Description of problem: Somewhere during the transition to JSON-RPC, the short output of getVMList changed to be a simple list of UUIDs. Unfortunately, this is not what the monitoring code in Engine expects. From a VERY high-level, monitoring does the following - short cycle: monitoring calls getVMList, to fetch VM UUID *and* its status. if status chenged since last poll, something interesting happened and *then* monitoring calls getVMStats(UUID) to learn what happened - long cycle: monitoring just calls getAllVmStats to get all the informations about VMs. Currently, short cycle is 3 seconds, long cycle is 15 seconds. The whole point of this approach is to minimize the traffic and the VDSM load, while keeping Engine able to respond quickly. But, if VDSM retuns just the UUID, then Engine cannot know the status, and enters the recovery mode, so calls getVmStats for each VM. This is practically equivalent to call getAllVmStats() every 3s (and _also_ every 15s), which is very wasteful. It is important to point out that this affects *only* performance, the stats are reported correctly so there is no functional impact. Version-Release number of selected component (if applicable): found in VDSM master 380713b80d124d1a19749085f477e7658468bf07, but most likely introduced earlier How reproducible: 100% with JSON-RPC protocol Steps to Reproduce: 1. Configure Engine to use JSON-RPC (default) 2. Run a VM 3. snoop the traffic between VDSM and Engine, see VM.getStats() be called too often Actual results: On steady state, VM.getStats() get called after each short cycle, for each running VM Expected results: On steady state, VM.getStats() is never called Additional info: To be verified: Engine patch may be needd. VDSM-only fix may not be enough.
related to Bug 1196040 ?
(In reply to Roy Golan from comment #1) > related to Bug 1196040 ? The only link so far is that I discovered this issue while investigating in that area, but so far 1196040 seems just noise in the logs.

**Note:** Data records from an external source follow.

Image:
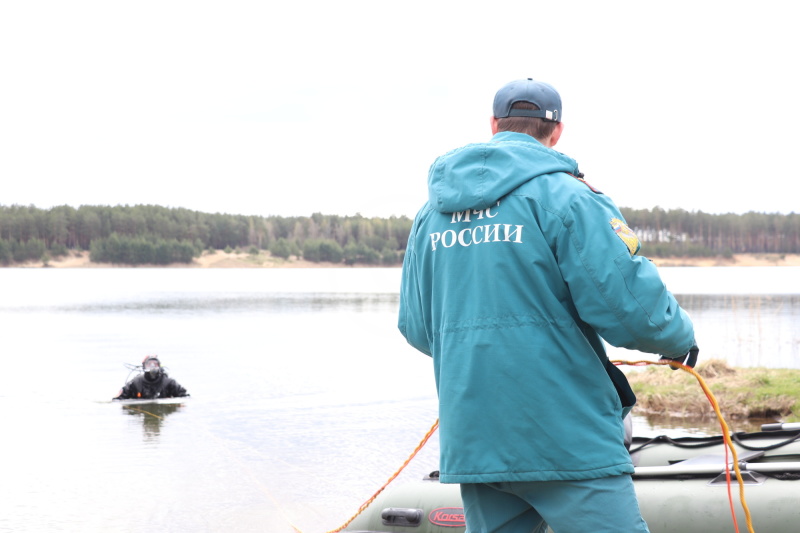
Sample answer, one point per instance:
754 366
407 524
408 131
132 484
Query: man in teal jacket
515 269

Re-opening, due to possible incompatibility issue with MOM, based on: https://bugzilla.redhat.com/show_bug.cgi?id=1196735#c20 If no code change is needed, feel free to move this BZ back to ON_QA
tested on top of vt14.3 , both engine and vdsm. 1 host, 1 vm duration 600 sec. profiler analysis results: 0 - getVmStats
ovirt 3.5.2 was GA'd. closing current release.